Monday, December 4, 2017

ARC Review: A Duke in Shining Armor by Loretta Chase

Series:     Difficult Dukes #1
Pub. Date:Nov. 28, 2017
Publisher:Avon
Length:400 pages
Source:Publisher

Shockingly, this is the first time I have read Loretta Chase... and I liked this one so much that now I am excited to tackle the backlog of her published works! A Duke in Shining Armor kicks off a new series, the Difficult Dukes, featuring the three Dis-Graces, the Dukes of Ashmont, Ripley and Blackwood. These three Dis-Graces and their scandalous antics are well known around the ton, and historically they have not cared a whit what anyone thought or said about them. But that all seems to be changing. Blackwood has married Ripley's sister, Alice, and Ashmont is set to marry Lady Olympia Hightower. Or is he?

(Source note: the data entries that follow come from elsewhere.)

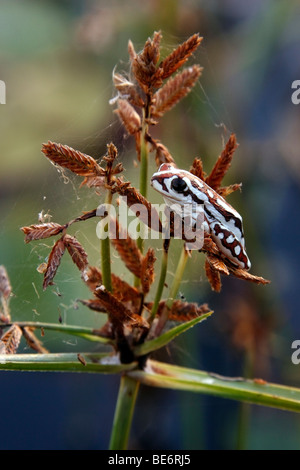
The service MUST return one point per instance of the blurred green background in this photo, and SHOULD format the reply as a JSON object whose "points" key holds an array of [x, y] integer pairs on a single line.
{"points": [[56, 59]]}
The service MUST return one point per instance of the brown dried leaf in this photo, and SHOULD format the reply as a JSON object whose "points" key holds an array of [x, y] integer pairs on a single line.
{"points": [[121, 289], [92, 277], [151, 218], [94, 304], [73, 160], [85, 216], [183, 311], [226, 190], [217, 264], [131, 51], [53, 262], [197, 168], [242, 274], [5, 287], [76, 251], [162, 153], [213, 277], [223, 163], [32, 341], [117, 310], [93, 182], [11, 339], [41, 231], [147, 270], [179, 56], [174, 90], [129, 117]]}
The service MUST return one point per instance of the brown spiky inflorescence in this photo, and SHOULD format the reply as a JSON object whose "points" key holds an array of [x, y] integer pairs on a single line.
{"points": [[152, 88]]}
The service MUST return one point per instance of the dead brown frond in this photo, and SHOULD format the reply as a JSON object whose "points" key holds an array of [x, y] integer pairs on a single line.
{"points": [[117, 310], [11, 340], [213, 276], [226, 190], [174, 90], [217, 264], [162, 154], [76, 251], [197, 169], [143, 65], [179, 56], [222, 165], [127, 90], [147, 270], [73, 160], [53, 262], [121, 289], [41, 231]]}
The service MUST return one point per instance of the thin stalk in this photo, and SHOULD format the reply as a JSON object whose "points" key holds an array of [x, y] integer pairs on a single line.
{"points": [[143, 180], [178, 277], [128, 387], [244, 408], [123, 414], [161, 284], [105, 253], [173, 291]]}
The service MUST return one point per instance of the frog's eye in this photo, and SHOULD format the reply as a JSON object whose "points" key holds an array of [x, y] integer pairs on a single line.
{"points": [[179, 185]]}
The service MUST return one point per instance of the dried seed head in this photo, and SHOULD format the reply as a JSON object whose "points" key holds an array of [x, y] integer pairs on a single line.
{"points": [[53, 262], [197, 168], [5, 287], [144, 64], [41, 231], [213, 277], [129, 117], [117, 310], [73, 160], [76, 251], [174, 90], [226, 190], [179, 56], [126, 90]]}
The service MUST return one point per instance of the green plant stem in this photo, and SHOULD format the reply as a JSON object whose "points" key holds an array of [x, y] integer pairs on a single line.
{"points": [[105, 253], [143, 181], [161, 284], [173, 291], [244, 408], [123, 414]]}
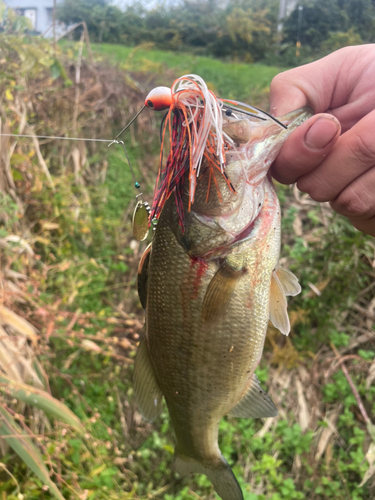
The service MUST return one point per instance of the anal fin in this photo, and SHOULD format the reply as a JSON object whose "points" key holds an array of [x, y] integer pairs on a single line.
{"points": [[219, 292], [256, 403], [148, 395]]}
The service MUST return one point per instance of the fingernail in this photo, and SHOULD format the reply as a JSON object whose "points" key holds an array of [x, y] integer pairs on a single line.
{"points": [[321, 133]]}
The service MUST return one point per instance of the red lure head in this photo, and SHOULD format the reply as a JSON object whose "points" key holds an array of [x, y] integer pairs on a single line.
{"points": [[159, 98]]}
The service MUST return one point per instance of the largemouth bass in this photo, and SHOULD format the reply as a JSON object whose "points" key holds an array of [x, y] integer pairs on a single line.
{"points": [[209, 289]]}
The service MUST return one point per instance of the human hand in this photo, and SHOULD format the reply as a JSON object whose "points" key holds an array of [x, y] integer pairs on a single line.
{"points": [[332, 155]]}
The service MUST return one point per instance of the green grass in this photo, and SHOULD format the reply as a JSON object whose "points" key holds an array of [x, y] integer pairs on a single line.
{"points": [[117, 464], [230, 80]]}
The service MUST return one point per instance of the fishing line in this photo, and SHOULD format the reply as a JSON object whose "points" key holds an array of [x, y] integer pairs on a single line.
{"points": [[53, 137]]}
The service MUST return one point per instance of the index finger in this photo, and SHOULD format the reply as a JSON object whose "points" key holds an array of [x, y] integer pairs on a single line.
{"points": [[310, 85], [340, 83]]}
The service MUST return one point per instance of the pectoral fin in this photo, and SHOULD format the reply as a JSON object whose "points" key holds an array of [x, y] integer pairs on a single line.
{"points": [[255, 404], [219, 292], [143, 276], [148, 395], [288, 282], [278, 306]]}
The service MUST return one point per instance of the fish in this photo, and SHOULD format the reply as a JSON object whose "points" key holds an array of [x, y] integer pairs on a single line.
{"points": [[209, 288]]}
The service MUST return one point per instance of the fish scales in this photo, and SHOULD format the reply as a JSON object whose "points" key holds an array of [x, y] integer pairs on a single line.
{"points": [[210, 293]]}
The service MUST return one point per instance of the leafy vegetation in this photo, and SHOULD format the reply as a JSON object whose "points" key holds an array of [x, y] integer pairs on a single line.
{"points": [[243, 29], [69, 269]]}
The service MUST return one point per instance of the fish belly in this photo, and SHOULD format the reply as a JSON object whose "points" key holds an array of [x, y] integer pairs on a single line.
{"points": [[203, 369]]}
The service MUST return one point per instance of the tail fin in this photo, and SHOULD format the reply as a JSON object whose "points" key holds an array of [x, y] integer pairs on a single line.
{"points": [[220, 475]]}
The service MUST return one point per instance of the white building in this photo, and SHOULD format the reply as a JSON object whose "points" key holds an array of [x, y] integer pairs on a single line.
{"points": [[40, 12]]}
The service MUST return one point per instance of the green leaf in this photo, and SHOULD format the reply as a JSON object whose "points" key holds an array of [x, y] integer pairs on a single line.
{"points": [[26, 450], [42, 400]]}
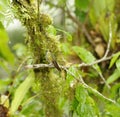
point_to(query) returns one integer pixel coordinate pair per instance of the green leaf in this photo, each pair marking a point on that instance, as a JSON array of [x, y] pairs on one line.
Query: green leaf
[[86, 106], [114, 58], [5, 52], [118, 64], [68, 35], [21, 92], [81, 94], [51, 29], [114, 76], [86, 56], [82, 5]]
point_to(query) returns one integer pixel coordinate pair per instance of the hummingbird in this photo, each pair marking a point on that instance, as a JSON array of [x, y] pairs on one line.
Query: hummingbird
[[51, 59]]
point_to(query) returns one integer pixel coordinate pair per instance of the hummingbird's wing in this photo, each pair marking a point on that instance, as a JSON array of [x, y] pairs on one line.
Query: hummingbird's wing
[[56, 65]]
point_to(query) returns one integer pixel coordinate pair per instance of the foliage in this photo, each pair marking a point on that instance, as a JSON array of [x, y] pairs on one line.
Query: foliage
[[83, 42]]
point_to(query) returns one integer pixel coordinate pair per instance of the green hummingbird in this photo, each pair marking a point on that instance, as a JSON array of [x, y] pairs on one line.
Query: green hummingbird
[[51, 59]]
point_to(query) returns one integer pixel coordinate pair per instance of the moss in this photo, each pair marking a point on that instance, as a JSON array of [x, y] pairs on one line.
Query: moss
[[39, 42]]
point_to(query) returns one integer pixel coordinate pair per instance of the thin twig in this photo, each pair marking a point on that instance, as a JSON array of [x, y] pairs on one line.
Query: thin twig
[[109, 41], [36, 66]]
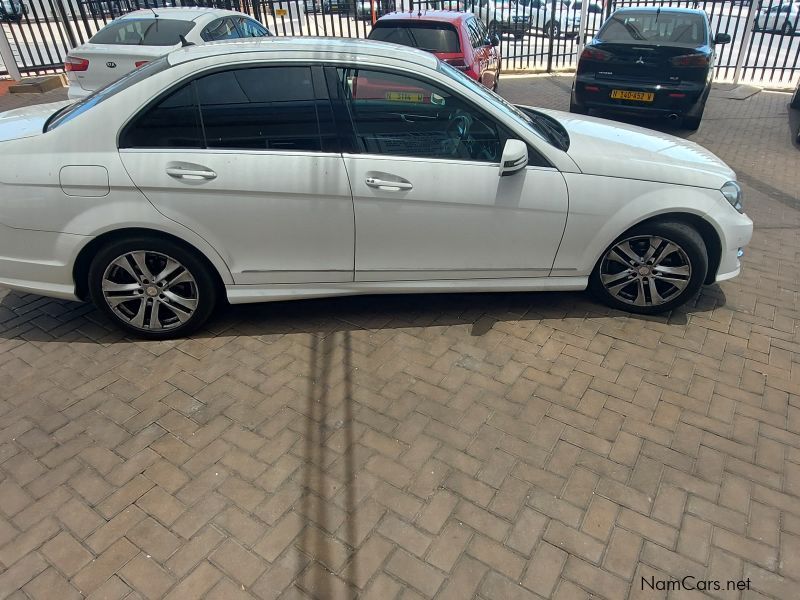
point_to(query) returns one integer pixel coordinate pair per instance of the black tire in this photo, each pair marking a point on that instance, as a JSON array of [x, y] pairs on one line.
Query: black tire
[[795, 101], [555, 27], [692, 252], [203, 291]]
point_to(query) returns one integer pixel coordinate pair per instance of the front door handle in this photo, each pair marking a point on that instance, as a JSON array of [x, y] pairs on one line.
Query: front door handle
[[390, 186], [179, 173]]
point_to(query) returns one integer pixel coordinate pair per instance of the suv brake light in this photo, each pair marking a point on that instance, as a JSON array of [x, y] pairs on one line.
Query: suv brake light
[[458, 63], [595, 54], [689, 60], [73, 63]]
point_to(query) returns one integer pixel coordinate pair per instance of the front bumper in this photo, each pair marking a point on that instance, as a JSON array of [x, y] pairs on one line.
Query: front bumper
[[39, 262], [737, 231], [681, 98]]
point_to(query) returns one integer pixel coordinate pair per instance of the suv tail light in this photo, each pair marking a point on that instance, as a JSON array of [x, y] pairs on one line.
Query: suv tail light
[[595, 54], [689, 60], [458, 63], [73, 63]]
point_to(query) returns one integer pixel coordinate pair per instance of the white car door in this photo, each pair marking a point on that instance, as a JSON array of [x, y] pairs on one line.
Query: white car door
[[429, 202], [248, 158]]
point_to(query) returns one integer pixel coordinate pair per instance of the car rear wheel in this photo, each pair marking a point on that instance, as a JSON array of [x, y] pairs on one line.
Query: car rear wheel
[[153, 288], [652, 268]]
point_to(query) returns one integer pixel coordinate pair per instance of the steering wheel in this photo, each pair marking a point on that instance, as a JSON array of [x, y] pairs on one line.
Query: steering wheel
[[457, 133]]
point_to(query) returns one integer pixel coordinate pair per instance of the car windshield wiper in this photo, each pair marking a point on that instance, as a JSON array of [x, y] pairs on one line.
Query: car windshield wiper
[[633, 31]]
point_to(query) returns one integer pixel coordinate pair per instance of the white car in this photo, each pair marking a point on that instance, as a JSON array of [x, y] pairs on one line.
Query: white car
[[297, 168], [778, 16], [143, 35]]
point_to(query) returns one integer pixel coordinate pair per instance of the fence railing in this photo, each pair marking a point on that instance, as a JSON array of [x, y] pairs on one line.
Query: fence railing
[[543, 35]]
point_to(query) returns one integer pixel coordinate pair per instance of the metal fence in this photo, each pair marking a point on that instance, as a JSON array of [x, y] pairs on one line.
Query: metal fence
[[543, 35]]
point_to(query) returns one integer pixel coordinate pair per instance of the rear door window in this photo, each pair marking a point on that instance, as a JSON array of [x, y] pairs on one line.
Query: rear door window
[[143, 32], [433, 37]]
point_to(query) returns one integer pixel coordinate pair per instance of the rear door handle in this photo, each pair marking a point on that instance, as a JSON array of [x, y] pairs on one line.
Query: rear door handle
[[179, 173], [390, 186]]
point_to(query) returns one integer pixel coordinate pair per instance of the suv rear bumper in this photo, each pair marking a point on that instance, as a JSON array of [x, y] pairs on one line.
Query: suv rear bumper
[[684, 98]]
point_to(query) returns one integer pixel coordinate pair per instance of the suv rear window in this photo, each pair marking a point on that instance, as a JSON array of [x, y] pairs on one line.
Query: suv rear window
[[143, 32], [433, 37], [676, 29]]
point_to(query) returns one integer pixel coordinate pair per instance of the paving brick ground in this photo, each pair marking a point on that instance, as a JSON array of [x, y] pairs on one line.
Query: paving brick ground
[[501, 446]]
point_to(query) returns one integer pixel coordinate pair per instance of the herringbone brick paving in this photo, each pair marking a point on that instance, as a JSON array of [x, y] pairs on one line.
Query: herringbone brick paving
[[498, 446]]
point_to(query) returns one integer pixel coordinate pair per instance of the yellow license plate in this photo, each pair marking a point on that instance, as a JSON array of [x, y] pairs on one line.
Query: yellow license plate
[[637, 96], [404, 97]]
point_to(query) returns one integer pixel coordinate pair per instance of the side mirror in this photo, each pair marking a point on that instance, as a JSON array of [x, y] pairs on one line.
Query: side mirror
[[515, 157]]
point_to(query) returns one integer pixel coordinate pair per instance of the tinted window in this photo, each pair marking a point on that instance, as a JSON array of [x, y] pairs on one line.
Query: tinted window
[[681, 29], [104, 93], [173, 122], [397, 115], [271, 108], [143, 32], [251, 28], [221, 29], [433, 37]]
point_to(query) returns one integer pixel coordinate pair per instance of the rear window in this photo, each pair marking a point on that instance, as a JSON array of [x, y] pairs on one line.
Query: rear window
[[433, 37], [71, 111], [676, 29], [143, 32]]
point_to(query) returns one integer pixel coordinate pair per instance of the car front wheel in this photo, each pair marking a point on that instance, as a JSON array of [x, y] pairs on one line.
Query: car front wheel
[[153, 288], [652, 268]]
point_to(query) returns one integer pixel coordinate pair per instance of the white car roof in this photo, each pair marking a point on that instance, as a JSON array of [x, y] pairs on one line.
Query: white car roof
[[331, 48], [188, 13]]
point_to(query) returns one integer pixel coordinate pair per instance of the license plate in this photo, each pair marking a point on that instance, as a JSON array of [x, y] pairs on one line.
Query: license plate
[[404, 97], [628, 95]]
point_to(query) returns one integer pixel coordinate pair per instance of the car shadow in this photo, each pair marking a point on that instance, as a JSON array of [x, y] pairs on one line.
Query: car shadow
[[661, 124], [38, 320]]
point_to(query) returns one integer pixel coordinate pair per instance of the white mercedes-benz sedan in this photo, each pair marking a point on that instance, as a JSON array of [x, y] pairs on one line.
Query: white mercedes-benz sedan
[[296, 168], [140, 36]]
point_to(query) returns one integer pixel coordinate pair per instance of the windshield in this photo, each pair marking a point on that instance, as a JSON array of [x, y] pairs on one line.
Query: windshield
[[143, 32], [542, 126], [677, 29], [71, 111], [431, 37]]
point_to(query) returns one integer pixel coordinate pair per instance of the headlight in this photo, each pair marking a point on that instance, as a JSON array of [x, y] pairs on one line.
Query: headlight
[[733, 194]]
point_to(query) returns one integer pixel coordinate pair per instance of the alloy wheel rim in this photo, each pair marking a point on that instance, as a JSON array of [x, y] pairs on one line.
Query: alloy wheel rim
[[150, 290], [645, 271]]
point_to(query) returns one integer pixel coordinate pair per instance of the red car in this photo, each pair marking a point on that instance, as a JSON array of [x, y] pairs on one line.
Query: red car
[[458, 38]]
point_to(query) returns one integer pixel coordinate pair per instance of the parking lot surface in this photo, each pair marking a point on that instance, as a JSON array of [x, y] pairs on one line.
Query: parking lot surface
[[499, 446]]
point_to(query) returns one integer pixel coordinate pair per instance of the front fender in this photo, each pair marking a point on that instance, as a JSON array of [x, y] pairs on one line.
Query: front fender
[[603, 208]]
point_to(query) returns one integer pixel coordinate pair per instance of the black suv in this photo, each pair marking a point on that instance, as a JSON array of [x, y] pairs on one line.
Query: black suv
[[649, 60]]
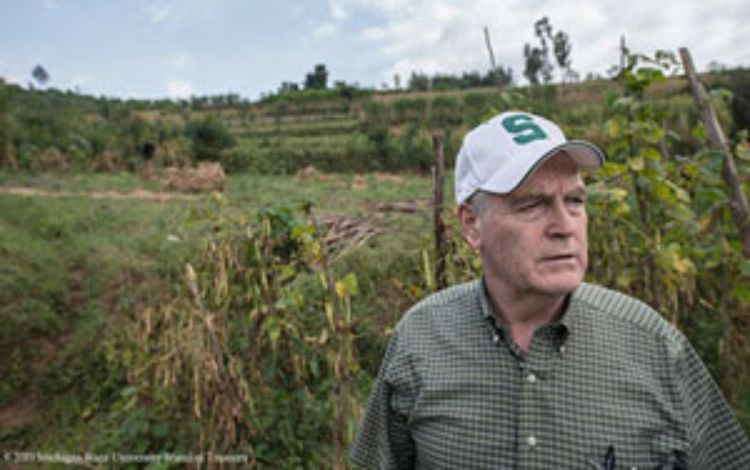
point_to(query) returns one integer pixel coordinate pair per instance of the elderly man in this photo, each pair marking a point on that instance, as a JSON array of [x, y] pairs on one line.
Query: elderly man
[[529, 367]]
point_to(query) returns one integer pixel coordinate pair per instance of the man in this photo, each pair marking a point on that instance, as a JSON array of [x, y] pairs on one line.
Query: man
[[529, 367]]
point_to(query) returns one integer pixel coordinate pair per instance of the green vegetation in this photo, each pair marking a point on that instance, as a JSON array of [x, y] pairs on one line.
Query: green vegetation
[[250, 322]]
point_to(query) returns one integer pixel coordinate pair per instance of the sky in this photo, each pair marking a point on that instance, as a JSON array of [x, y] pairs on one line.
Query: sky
[[152, 49]]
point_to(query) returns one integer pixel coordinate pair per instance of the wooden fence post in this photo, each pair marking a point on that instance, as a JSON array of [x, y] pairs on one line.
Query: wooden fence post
[[738, 202], [439, 183]]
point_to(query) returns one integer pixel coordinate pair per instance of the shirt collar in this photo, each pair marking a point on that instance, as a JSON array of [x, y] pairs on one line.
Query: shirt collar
[[574, 308]]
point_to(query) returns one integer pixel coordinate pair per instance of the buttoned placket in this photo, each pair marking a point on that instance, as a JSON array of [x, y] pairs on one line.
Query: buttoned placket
[[533, 367]]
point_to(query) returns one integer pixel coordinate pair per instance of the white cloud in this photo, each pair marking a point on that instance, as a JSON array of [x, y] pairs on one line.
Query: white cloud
[[179, 89], [447, 36], [325, 29], [159, 12], [338, 11], [51, 4], [182, 61]]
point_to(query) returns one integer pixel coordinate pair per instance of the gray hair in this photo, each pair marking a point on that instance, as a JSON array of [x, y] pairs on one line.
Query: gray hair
[[479, 201]]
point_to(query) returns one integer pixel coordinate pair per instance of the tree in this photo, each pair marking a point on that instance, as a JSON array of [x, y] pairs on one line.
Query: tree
[[534, 62], [538, 66], [317, 79], [40, 75], [419, 82], [561, 47]]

Lady Olympia Hightower has been voted the Most Boring for the last seven seasons. As a unrepentant bibliophile, Olympia has been considering a future of spinsterhood or marrying the septuagenarian Lord Mends to become his librarian. As the only daughter with five brothers, she is leaning toward marrying a man old enough to be her grandfather so her family will be able to afford to provide for her brothers' future. But when the Duke of Ashmont surprises everyone by courting Olympia, she feels she can't say no. Until she gets drunk on her wedding day and becomes a runaway bride. Olympia was quite the humorous drunk and I loved her logic and banter with our hero throughout her drunken escape. I also loved that we had a bookish heroine, with a practical but entertaining side. I thought she was great.

Hugh Ancaster, the Duke of Ripley, was given one task by his best friend, to take charge of the bride and make sure the marriage went off without a hitch. Recently back from a years long travel, he doesn't quite understand why his friends have suddenly caught the matrimonial bug. It also doesn't help that he has always found the bride-to-be intriguing and attractive. So to convince Olympia to go back to his friend, Ripley had to (attempt to) deny his ducal desires for the first time in his life. Olympia certainly did not make it easy. I thought Ripley was an awesome hero. He uplifted our heroine's self-esteem, attempted to be a good friend, but ultimately could not resist the pull of attraction. I thought including his struggle over betraying his friend was added a humanizing aspect to the story and created a stronger emotional connection to his character.

The romance unfolded at a nice pace, and the banter between the couple was fun and entertaining. It wasn't so much flirty as it was humorous and practical. Olympia's character seemed to grow quite a bit in a short time, where she stopped thinking so much about others and took something for herself. Though she never lost touch with her true personality, the one who was kind to everyone and didn't want people fighting or troubling over her desires.

The friendship between their Dis-Graces was genuine and supportive. We often see female friendships in stories, but I really like getting the male perspective, especially when the friendship is so meaningful. The only thing that was a bit off for the story for me was the marriage between Blackwood and Alice. It almost seemed like there was an earlier book and we were missing all the backstory, but I have a feeling that Blackwood's book is going to take place (at least partially) contemporaneously with Ripley's story. So I am looking forward to seeing that play out. I also can't wait until Ashmont really does meet the woman to make him lose his head.

I voluntarily read and reviewed an advanced copy of this book that I received from the publisher, Avon.